We thank the referee for all these suggestions. The comparison between the clinical phenotype of the patients described in our and in other works has been described adding further details and emphasizing similarities and differences [see lines 170-173 and 184-188].
We revised the “Conclusion” section also in the light of the results of the study focused on the characterization of mechanisms by which CNVs affect cellular phenotype (Shi et al., Genomic Medicine, 2020) [see lines 248-249].
Table 1 has been moved in the “Results” section on the revised manuscript.
It is not completely clear to me how increased copies of the SDK1 CpG islands would lead to a change in the SDK1 methylation status. The authors should elaborate and give some references to literature on how this works. If this is not clearly established I would rephrase the conclusion to something a bit less definitive.

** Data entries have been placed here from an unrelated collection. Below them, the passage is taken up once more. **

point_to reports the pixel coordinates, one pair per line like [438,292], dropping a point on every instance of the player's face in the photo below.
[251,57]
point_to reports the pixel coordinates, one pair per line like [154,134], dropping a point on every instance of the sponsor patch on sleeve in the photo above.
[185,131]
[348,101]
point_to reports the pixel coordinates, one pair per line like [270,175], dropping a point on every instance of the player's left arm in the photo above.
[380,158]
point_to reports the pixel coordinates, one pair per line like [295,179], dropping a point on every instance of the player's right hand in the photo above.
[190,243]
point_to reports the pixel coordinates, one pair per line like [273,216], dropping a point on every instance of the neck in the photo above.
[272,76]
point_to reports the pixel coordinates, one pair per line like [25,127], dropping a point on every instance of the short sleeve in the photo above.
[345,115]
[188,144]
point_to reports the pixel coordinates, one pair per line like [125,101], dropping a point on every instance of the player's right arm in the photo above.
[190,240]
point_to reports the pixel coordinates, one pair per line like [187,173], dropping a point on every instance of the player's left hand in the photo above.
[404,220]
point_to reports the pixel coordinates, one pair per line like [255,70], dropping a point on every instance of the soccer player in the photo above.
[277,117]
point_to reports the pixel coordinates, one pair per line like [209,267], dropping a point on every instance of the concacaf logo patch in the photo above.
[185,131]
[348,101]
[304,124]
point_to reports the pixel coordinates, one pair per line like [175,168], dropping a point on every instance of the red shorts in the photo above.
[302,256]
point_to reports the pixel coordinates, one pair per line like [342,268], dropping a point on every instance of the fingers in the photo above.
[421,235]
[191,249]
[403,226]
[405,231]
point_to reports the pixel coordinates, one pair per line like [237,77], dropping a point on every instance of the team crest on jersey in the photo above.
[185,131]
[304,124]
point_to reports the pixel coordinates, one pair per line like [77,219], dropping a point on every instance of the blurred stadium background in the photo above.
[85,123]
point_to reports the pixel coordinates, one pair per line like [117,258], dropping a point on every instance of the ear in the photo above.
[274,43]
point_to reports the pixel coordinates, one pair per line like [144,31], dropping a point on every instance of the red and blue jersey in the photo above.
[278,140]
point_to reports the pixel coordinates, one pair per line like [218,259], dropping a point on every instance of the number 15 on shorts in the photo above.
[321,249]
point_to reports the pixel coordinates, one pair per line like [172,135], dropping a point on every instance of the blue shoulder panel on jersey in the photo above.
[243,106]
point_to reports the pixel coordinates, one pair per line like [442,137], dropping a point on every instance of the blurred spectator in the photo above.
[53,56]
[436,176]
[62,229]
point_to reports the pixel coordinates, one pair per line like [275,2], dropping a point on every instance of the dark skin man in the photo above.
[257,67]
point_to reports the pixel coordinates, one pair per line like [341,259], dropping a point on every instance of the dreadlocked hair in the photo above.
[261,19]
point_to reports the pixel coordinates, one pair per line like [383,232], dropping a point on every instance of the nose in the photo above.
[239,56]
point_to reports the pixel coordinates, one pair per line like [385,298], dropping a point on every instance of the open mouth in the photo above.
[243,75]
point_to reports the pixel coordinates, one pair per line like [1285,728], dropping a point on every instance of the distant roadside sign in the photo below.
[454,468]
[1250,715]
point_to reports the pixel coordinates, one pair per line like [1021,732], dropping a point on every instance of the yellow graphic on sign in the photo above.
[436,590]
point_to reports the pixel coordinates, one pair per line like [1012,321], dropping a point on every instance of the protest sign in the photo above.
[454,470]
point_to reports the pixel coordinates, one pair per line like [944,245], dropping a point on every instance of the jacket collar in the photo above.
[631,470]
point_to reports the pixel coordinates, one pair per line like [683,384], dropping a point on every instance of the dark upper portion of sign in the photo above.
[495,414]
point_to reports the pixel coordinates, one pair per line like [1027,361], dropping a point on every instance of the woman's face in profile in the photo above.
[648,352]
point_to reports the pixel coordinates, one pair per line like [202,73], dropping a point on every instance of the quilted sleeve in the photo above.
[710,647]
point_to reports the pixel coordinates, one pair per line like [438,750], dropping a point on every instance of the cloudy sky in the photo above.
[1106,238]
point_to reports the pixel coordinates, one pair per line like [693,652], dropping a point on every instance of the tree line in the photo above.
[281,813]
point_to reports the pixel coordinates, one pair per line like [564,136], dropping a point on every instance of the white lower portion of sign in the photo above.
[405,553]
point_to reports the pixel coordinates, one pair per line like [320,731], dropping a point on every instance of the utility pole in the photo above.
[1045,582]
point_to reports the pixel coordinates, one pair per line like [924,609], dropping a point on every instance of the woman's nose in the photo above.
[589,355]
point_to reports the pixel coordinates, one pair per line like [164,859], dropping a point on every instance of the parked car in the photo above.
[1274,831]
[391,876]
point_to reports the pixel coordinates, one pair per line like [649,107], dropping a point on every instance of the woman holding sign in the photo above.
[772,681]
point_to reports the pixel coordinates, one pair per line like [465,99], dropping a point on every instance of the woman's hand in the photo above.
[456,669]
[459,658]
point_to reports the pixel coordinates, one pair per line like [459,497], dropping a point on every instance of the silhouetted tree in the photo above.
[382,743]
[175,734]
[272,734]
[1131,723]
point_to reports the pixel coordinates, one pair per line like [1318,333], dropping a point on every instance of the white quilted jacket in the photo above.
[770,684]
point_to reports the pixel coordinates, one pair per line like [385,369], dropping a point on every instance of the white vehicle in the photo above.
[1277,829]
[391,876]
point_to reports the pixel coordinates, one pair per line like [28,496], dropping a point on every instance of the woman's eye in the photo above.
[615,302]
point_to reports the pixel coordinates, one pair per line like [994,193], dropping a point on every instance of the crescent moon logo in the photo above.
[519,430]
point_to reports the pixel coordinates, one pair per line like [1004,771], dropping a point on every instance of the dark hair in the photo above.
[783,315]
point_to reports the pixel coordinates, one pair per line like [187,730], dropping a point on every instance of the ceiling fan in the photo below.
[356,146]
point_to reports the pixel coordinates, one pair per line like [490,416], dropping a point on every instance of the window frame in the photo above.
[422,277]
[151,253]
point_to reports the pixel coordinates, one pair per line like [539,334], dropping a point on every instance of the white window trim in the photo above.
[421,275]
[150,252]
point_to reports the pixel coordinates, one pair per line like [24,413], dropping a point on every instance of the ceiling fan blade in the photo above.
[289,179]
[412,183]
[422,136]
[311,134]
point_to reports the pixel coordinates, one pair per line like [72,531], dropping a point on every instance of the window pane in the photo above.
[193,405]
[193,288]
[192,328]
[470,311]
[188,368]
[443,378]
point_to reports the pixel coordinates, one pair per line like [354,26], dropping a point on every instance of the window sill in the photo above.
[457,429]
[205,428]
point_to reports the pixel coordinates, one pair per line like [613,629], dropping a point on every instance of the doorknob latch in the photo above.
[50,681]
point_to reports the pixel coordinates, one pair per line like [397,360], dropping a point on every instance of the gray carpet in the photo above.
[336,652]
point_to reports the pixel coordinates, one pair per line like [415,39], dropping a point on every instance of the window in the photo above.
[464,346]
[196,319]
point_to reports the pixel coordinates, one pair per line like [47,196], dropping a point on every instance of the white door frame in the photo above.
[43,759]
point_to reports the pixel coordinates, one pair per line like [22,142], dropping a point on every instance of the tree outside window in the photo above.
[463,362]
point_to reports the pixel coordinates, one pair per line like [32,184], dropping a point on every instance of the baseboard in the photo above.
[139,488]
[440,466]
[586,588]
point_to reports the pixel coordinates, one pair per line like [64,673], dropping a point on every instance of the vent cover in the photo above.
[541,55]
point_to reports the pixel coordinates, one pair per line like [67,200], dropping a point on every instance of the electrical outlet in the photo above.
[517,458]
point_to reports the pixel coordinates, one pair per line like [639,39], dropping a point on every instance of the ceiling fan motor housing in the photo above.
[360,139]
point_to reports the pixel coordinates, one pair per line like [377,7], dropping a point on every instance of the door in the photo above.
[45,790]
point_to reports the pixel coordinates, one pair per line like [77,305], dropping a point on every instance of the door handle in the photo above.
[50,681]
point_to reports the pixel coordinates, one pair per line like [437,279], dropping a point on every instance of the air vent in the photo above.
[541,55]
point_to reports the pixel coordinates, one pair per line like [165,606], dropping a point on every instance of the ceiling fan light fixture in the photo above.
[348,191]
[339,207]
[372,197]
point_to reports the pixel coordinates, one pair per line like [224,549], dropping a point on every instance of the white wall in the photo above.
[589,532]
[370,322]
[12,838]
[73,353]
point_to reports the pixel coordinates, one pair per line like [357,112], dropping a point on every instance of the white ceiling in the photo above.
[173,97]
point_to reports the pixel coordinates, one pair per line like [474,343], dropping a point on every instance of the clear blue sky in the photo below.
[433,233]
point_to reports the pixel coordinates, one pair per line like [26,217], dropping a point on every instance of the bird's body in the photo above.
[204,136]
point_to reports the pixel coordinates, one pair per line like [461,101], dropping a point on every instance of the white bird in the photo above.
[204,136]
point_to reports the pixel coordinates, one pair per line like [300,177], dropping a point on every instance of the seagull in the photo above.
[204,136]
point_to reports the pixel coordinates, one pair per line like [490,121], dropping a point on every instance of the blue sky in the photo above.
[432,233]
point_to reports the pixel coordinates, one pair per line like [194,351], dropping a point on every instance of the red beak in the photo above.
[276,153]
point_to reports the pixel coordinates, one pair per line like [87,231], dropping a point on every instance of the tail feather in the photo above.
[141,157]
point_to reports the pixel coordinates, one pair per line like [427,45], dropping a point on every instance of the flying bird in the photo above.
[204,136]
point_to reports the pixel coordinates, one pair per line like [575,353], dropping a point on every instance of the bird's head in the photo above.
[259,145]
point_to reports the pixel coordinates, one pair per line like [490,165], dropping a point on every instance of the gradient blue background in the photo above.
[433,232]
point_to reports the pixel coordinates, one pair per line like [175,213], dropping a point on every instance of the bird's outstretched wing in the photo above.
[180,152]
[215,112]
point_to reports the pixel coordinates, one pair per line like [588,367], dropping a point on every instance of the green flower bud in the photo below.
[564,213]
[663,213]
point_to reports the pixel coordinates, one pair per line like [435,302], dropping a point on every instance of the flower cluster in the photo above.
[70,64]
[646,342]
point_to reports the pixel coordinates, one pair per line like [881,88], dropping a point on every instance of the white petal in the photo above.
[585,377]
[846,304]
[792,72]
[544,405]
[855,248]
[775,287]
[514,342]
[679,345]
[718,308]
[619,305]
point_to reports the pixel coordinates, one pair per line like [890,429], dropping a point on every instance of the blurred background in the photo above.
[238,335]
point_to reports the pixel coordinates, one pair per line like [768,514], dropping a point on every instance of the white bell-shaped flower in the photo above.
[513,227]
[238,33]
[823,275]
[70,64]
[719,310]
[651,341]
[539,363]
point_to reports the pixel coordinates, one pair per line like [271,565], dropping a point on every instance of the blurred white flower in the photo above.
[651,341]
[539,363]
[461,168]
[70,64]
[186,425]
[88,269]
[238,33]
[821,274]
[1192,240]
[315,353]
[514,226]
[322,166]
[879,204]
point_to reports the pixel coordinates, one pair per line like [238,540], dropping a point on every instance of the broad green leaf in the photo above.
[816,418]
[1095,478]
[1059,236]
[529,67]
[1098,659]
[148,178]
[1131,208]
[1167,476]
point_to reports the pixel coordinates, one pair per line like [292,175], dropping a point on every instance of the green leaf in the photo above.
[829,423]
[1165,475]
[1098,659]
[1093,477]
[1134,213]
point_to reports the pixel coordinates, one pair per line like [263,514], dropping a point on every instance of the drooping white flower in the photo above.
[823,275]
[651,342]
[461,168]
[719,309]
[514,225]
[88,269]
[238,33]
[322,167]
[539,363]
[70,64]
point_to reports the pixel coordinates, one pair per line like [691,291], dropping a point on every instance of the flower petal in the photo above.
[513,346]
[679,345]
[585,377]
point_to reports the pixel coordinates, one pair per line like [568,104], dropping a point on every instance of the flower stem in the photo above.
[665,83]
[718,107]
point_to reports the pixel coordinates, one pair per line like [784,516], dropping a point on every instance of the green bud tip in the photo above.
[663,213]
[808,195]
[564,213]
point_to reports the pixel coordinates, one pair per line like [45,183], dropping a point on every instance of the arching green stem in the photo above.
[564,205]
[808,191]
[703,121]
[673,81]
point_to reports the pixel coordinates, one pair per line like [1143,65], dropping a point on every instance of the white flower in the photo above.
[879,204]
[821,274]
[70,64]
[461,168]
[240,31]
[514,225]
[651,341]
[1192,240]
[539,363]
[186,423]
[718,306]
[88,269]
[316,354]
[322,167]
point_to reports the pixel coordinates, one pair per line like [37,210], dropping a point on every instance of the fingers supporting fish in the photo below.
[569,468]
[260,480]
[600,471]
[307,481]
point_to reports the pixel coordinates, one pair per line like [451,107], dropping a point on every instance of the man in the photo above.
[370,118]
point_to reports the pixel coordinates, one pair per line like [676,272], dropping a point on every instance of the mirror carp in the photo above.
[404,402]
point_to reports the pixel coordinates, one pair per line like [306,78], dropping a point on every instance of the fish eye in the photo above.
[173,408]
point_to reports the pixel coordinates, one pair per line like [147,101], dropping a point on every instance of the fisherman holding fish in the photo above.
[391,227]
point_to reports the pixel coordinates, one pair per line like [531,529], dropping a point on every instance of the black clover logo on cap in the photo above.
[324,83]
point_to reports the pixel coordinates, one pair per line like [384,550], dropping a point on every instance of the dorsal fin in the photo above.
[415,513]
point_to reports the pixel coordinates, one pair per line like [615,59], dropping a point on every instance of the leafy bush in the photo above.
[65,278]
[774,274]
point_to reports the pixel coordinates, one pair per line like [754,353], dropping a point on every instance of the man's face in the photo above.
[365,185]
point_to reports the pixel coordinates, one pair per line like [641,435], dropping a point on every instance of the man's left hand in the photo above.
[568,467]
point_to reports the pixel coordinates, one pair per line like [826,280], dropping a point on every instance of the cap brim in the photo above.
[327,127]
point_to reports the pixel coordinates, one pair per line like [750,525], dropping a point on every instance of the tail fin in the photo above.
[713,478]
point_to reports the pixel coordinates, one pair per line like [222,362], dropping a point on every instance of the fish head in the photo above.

We revised the “Discussion” and the “Conclusion” sections also in the light of the results of the study focused on the characterization of mechanisms by which CNVs could affect the observed clinical phenotype on the analysed patients (Shi et al., Genomic Medicine, 2020). In fact, it has been demonstrated that using paired CNV and methylation data from the 1000 genomes and HapMap projects, several CNVs were associated with methylation of multiple CpGs and vice versa. These CNVs were (i) correlated with gene expression; (ii) enriched for regulatory regions, transcription factor-binding sites, (iii) involved in long-range physical interactions; (iv) associated with methylation of imprinted gene and (v) among those previously reported by genome-wide association studies [see lines 224-235 and 248-249].